Thursday, August 27, 2009

PaleoBabble


PaleoBabble



Posted: 27 Aug 2009 02:22 PM PDT
Just when you think preaching can’t get any more insipid, you find yet another logic-defying sermon out there on the web. “Thanks” to the person who sent this to me.

Some surface observations on the problems with this “Bible lesson”:
1. Since the NIV *printed* the longer ending of Mark, isn’t it true that there are in fact 678 verses in Mark? Didn’t he just count them for us?
2. As educated students of the textual history of the Bible (any Bible) know (guess that excludes this pastor), verses were not original to the text of either testament. That means that versification is artificial from the get-go, so any numerical “truth” derived from counting them is, well, paleobabble. Chapter divisions were added in the 13th century. During that century, Stephen Langton (ca. 1227), a professor at the University of Paris, and Cardinal Hugo de Sancta Cara (ca. 1244-1248) pioneered the chapter divisions. (One wonders how this preacher might react to catholics being the source of the chapter divisions). Much earlier than this, the NT was divided into sections ca. the Council of Nicea, and before that the Hebrew Masoretes divided their canonical texts into section, paragraph, and phrasal divisions using accenting traditions. These divisions (oh, horror!) do not coincide with the KJV divisions or those used by other modern English translations.
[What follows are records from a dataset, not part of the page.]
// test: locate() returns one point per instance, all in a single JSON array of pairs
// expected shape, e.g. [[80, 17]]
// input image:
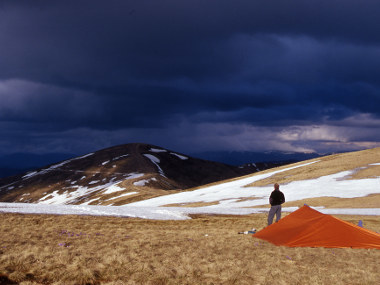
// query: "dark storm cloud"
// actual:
[[116, 65]]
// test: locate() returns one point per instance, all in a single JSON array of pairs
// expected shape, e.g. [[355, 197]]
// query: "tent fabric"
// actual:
[[307, 227]]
It is not known exactly when versification was added, but the oldest such scheme seems to be Italian Dominican biblical scholar Santi Pagnini (1470–1541; another catholic!), though his system was not popularly adopted. As Christopher Smith notes in an article produced for a magazine I edit, “Robert Estienne created an alternate numbering in his 1551 edition of the Greek New Testament.” The first English New Testament to use the verse divisions was a 1557 translation by William Whittingham (c. 1524-1579).
None of this probably matters to the speaker, though, since he appears to be a King James only adherent. That brings me to the next problem.
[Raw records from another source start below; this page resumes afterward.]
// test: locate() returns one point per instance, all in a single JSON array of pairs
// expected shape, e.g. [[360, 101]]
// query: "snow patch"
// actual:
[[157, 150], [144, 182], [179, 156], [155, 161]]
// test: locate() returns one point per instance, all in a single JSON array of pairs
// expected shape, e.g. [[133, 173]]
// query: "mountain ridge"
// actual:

3. The King James Only view that is apparent from this sermon is foreign to the reality of history of the biblical text. Readers are encouraged to read two volumes on this nonsense that are quite informative and helpful. First, there is Carson’s King James Version Debate, The: A Plea for Realism (1979); then there is White’s King James Only Controversy, The: Can You Trust Modern Translations?. Even fundamentalists like Roy Beacham would denounce the KJV only position: One Bible Only?: Examining Exclusive Claims for the King James Bible.
My point here is that this view is completely on the fringe — and there are real reasons why it is. Frankly, the KJV debate is really a debate about the NT. None of its arguments work with respect to the Hebrew Bible (they don’t work on the NT, either, but applying them to the Hebrew text is where it really gets laughable).
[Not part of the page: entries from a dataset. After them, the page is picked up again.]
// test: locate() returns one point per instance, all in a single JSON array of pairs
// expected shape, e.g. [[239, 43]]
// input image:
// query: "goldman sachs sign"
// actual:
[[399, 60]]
4. My King James Bible says that 666 is “the number of a man” (Rev. 13:18) not the number of a manuscript tradition or publisher or versification scheme.
5. Jesus (I assume that’s who he means by the video title - the greatest preacher) didn’t assign verses to the Bible, nor does he ever reference them. Nor did he write Mark (or any other NT book). If the preacher is talking about himself, then substitute his name for Jesus accordingly.
I’ll fly my flag at half mast again tonight, not for Ted Kennedy, but for the state of the American pulpit.